Now, this is all well and good. There are no doubt few people with significant wealth in Japan and around the world that do not understand the relationship between time and the value of money. Even the non-wealthy, if they are financially minded, will be aware that money can be used to produce more money by investing, can be exchanged for labor and services, or foregone altogether in consumption; buying things. Everybody is comfortable with the time value of money. Overseas and in Japan, the difference between the rich (those that have an ample supply of money) and the wealthy, is that the wealthy understand not only the time value of money, but the money value of time.
The Money Value Of Time
People often become rich because they are specialists at something and that specialism demands a premium, i.e. if you are really good at something, especially something that is difficult, people will pay you a lot to do it for them. You’ll note that the traditionally highly paid vocations (doctor, dentist, lawyer, accountant…) are not easy. There is a clear correlation between remuneration and difficulty in the labor market. The defining moment at which a “rich” person is able to transition into becoming a “wealthy” person is whereby they start to utilise and leverage the specialised knowledge of third parties. What do we mean by this?

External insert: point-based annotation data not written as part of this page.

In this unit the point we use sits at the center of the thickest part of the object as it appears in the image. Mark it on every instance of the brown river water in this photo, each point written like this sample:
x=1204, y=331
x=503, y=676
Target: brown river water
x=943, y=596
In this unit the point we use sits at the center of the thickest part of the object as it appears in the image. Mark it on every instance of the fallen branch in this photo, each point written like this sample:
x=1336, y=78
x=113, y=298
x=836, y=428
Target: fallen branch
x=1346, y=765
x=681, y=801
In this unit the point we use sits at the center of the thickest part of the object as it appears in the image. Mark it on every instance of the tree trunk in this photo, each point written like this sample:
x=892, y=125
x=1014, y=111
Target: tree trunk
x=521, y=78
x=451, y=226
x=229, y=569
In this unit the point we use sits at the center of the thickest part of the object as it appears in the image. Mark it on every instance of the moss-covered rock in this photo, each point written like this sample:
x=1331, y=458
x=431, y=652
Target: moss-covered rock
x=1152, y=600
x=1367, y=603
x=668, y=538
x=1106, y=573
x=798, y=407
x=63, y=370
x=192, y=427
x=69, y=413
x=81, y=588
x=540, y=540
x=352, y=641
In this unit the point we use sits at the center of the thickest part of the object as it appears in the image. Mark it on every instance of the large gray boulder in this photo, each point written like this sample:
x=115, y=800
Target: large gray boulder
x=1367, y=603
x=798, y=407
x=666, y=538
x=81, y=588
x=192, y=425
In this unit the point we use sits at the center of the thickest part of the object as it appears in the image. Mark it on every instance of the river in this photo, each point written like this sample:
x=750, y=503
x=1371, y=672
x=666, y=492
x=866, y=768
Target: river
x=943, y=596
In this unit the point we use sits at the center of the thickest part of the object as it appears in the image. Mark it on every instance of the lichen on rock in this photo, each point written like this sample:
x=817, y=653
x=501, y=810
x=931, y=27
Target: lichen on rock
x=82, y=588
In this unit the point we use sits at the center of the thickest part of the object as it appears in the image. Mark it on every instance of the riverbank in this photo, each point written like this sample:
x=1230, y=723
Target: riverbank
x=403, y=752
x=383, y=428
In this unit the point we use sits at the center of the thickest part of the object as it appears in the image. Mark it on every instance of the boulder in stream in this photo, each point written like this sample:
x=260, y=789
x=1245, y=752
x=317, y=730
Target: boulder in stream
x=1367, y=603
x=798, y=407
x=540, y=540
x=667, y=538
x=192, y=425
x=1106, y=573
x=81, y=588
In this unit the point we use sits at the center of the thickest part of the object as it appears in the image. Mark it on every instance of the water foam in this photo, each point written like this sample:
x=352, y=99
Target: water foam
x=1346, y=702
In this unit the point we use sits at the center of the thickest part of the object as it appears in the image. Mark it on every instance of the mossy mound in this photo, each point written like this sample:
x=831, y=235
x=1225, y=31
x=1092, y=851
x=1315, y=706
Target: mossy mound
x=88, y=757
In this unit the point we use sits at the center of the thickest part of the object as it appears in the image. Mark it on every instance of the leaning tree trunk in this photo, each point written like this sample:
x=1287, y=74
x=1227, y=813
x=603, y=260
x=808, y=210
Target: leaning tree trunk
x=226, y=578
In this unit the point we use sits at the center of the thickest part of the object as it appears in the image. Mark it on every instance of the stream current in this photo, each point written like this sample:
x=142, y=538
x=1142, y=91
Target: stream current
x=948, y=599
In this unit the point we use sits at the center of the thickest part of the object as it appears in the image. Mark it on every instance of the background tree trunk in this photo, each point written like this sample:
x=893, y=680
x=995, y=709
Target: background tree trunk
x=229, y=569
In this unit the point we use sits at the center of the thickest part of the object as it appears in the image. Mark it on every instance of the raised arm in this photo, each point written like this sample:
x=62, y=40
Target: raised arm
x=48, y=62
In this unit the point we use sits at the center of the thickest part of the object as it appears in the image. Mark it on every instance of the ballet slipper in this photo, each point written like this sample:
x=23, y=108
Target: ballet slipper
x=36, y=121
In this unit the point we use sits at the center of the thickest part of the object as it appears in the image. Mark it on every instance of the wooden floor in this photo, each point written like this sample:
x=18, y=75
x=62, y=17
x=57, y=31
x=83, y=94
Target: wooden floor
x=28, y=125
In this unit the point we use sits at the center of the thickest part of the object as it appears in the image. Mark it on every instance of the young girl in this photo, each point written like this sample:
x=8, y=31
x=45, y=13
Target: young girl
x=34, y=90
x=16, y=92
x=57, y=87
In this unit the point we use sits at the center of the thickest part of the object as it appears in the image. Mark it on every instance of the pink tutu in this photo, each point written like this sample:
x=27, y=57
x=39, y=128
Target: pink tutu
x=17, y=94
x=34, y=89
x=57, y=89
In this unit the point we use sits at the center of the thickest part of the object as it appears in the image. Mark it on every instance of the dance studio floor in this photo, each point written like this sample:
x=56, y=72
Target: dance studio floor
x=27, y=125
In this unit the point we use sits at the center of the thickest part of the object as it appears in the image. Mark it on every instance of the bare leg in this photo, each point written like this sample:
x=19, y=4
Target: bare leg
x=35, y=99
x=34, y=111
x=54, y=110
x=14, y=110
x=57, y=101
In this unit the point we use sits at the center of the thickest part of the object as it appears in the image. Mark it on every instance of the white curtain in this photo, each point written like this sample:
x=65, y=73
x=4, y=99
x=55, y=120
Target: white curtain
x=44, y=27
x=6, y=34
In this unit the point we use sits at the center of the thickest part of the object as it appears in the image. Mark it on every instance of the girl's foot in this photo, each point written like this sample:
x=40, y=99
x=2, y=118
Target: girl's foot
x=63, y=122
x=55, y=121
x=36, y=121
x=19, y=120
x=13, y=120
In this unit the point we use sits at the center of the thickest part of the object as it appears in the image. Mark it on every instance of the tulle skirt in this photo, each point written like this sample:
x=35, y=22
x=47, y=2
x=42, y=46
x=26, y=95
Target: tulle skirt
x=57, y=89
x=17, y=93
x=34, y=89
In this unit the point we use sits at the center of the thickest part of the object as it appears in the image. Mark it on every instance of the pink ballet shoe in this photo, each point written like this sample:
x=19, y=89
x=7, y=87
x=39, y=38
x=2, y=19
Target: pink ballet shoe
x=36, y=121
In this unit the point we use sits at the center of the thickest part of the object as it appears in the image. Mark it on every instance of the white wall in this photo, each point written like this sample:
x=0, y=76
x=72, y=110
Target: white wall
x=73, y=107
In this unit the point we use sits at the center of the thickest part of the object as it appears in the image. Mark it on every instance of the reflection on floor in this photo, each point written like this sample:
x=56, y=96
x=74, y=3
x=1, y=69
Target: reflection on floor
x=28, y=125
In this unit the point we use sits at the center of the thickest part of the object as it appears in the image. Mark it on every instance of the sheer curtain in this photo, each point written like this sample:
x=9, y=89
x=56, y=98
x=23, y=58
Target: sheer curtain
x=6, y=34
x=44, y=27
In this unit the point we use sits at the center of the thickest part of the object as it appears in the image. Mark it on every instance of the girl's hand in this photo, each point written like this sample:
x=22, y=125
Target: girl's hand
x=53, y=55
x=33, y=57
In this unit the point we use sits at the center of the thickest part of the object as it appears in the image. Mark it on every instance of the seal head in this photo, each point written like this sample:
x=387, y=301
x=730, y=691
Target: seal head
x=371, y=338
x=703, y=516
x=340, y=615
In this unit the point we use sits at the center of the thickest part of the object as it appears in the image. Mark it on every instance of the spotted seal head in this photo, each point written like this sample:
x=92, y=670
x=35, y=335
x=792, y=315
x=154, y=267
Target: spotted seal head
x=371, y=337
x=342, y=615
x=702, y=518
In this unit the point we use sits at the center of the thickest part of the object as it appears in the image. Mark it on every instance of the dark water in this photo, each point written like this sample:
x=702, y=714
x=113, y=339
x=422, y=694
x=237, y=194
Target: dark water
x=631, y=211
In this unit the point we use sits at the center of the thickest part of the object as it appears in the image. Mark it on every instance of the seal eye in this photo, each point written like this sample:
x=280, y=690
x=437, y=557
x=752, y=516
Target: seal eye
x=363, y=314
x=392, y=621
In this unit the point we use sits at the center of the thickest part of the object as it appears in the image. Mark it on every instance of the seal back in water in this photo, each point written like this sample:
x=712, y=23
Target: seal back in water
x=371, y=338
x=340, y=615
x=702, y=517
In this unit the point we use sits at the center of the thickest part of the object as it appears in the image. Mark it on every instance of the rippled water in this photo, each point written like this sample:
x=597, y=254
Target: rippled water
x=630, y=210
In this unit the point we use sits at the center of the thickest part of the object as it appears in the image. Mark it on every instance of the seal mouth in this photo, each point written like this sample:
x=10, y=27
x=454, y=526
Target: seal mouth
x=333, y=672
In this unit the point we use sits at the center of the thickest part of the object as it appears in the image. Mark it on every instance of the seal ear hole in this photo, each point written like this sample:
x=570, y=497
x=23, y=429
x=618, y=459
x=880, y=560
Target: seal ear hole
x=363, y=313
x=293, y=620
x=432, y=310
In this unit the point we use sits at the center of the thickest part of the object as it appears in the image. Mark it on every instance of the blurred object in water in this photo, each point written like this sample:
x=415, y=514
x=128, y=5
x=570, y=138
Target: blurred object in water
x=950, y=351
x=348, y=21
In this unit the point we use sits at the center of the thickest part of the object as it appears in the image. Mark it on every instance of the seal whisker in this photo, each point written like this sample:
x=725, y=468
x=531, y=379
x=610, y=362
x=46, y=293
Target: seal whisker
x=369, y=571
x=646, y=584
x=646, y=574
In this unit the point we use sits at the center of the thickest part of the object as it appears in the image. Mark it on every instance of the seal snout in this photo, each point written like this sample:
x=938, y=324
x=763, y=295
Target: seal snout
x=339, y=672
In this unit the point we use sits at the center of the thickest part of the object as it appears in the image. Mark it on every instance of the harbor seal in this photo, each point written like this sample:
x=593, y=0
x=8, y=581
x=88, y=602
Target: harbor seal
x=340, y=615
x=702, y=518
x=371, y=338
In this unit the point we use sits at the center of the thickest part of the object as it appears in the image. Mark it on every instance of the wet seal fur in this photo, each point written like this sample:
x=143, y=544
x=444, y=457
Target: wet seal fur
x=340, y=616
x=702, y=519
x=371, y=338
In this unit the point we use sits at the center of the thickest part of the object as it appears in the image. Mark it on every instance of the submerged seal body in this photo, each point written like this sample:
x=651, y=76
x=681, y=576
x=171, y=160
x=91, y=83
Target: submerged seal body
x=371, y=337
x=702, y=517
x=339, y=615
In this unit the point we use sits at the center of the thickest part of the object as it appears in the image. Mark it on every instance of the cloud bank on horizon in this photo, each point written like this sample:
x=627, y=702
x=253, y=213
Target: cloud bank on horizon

A rich person may spend their time researching a temporary problem and its various solutions so that they can handle it themselves (because they are likely intelligent, and competent in most pursuits if they are well informed..). If we imagine that a wealthy person earns 200 USD per hour, and spends 100 USD per hour on an expert to fix their problem we could summarise that the wealthy person loses 250 USD, (15 minute conversation with the expert and x2 hours of the experts time). If we then imagine that the rich person also makes 200 USD per hour, but instead chose to spend 10 hours researching the problem, and the following trial-and-error in implementing the solution, they have foregone 2000 USD. The wealthy person solved the same problem for 250 USD. That’s a saving of 1750 USD or 87.5%.
Those of wealth in Japan understand that they benefit most by sticking to their own specialism and retain all of their bandwidth (time, emotional and intellectual engagement) to apply to the activity that makes their money. If you then apply this rationale to your own life, over time considering all of the “problems” that will invariably present themselves that will require your time and intellectual involvement, it is not difficult to see that the leverage of specialised knowledge will save you money, and enable you to make more money elsewhere. It comes as no surprise then, that the wealthy understand the money value of their own time. It is impossible to say whether or not this is a common trait among the financially successful, or simply a function of becoming wealthy. This discussion is only had among the financial advisors and wealth managers in Japan who steward their money. The clients are busy doing other things.